Benchmarks and datasets are the main tools in NLU. So high-quality datasets are required to create high-quality NLU systems. But how to create neutral datasets? That is a very difficult task. When we look at GPT-3 with its roughly 500 billion tokens, we see that the majority of them were created through a common web crawl. This web crawl is filtered by a certain “quality.” And here, bias comes into effect. Who is making the decisions of what defines “a quality,” and what are the premises? And even worse in the annotators’ bias. Here a small group of workers creates a high-quality dataset. And these workers also create the accompanying examples. Due to their writing style optimized to get the work done quickly, they produce artifacts. These artifacts are problematic when they produce a hypothesis that is a negation of the original meaning.
One of the main deficits of state-of-the-art algorithms like BERT is that their performance is very unpredictable. A good performance in one benchmark does not mean good performance in another benchmark or real-world scenario. Recent studies showed that generalizations of models do not show consistent behavior. This effect is attributed to the fact that the state-of-the-art algorithms do not learn linguistic priors, which are important for infrequent linguistic events, but they’re just learning statistical regularities. Language priors are powerful tools that are much closer to human processing of language, as they copy the inherent fundamental principles of the used language. The statistical regularities learned by the neural networks are more superficial, and they detect language patterns. This tendency is common among all deep neural networks. That leads to great abilities to generalize, but also they’re sensitive to adversarial perturbations.

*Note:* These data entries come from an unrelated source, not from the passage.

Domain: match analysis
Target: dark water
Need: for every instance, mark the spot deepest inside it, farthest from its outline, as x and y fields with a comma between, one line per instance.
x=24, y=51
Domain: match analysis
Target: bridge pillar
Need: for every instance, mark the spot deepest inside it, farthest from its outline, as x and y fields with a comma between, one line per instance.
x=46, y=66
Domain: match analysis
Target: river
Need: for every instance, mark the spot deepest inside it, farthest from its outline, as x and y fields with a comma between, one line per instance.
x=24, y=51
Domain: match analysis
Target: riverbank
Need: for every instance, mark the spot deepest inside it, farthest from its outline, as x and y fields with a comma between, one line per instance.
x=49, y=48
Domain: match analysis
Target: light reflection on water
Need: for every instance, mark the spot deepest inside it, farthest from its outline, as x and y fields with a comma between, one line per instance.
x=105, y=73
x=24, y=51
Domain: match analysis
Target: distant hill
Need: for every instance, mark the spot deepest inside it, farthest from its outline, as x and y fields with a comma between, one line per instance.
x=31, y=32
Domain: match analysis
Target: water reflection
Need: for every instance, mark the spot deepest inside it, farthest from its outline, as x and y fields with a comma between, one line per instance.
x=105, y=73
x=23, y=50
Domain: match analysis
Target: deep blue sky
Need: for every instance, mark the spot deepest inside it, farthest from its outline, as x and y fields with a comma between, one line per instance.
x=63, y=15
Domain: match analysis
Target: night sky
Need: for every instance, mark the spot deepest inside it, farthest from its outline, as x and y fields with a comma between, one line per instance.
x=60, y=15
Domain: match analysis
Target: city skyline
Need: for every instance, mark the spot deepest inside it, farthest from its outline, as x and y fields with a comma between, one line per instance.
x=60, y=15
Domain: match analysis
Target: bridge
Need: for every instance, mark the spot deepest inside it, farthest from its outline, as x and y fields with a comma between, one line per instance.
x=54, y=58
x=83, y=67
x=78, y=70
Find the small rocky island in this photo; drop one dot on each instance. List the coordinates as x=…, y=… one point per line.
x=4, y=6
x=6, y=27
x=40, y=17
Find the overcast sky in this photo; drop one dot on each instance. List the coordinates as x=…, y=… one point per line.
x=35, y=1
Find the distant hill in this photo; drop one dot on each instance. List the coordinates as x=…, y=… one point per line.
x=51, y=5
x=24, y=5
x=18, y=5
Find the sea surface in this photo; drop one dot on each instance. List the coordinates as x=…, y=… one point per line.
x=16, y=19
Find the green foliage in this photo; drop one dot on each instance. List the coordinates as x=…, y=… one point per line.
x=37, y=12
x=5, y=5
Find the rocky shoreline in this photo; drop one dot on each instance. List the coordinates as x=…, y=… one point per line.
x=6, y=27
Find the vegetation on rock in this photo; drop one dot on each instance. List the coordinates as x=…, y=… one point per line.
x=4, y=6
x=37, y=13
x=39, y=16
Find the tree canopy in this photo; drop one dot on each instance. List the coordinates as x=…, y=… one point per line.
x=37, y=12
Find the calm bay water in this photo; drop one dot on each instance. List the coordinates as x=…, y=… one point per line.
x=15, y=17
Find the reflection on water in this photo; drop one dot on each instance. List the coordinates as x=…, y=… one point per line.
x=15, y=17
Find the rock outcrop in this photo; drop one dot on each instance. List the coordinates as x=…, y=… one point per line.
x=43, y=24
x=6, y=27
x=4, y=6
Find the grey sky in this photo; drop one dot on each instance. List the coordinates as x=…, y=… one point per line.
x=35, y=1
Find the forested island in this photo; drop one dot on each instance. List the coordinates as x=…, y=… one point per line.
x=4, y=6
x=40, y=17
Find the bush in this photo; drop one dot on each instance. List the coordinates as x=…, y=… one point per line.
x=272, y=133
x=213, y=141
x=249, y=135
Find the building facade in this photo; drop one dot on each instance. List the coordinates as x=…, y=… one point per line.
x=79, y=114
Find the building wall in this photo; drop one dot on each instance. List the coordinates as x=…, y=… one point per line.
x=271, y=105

With the arrival of lager models every day, and the optimization of algorithms, the challenges for NLU are still not solved, as they don’t yield conceptual understanding. The tasks of summarization, question answering, and information extraction are still not adequately handled. NLU still has big problems in coreference resolution and polysemy. Making the right choices to designate all expressions that refer to the same entity and finding all senses of a given-word are still tricky. And the fundamental ambiguity of language will not go away. Further, the representation of larger contexts is still inefficient. And the link between a world model and the language model is not learned uniformly.
Despite these problems, the business world is praising the success of the last two years in NLP and NLU. But the problems need to be addressed. As former IBM researcher David Ferrucci of the Watson team stated:
“Humans don’t even agree on most concepts, that is why you actually need dialogues, to establish a common interpretation.”
And so, building larger and larger models like GPT-3 is a marvelous effort. But if this approach could solve the problem of understanding is doubtful.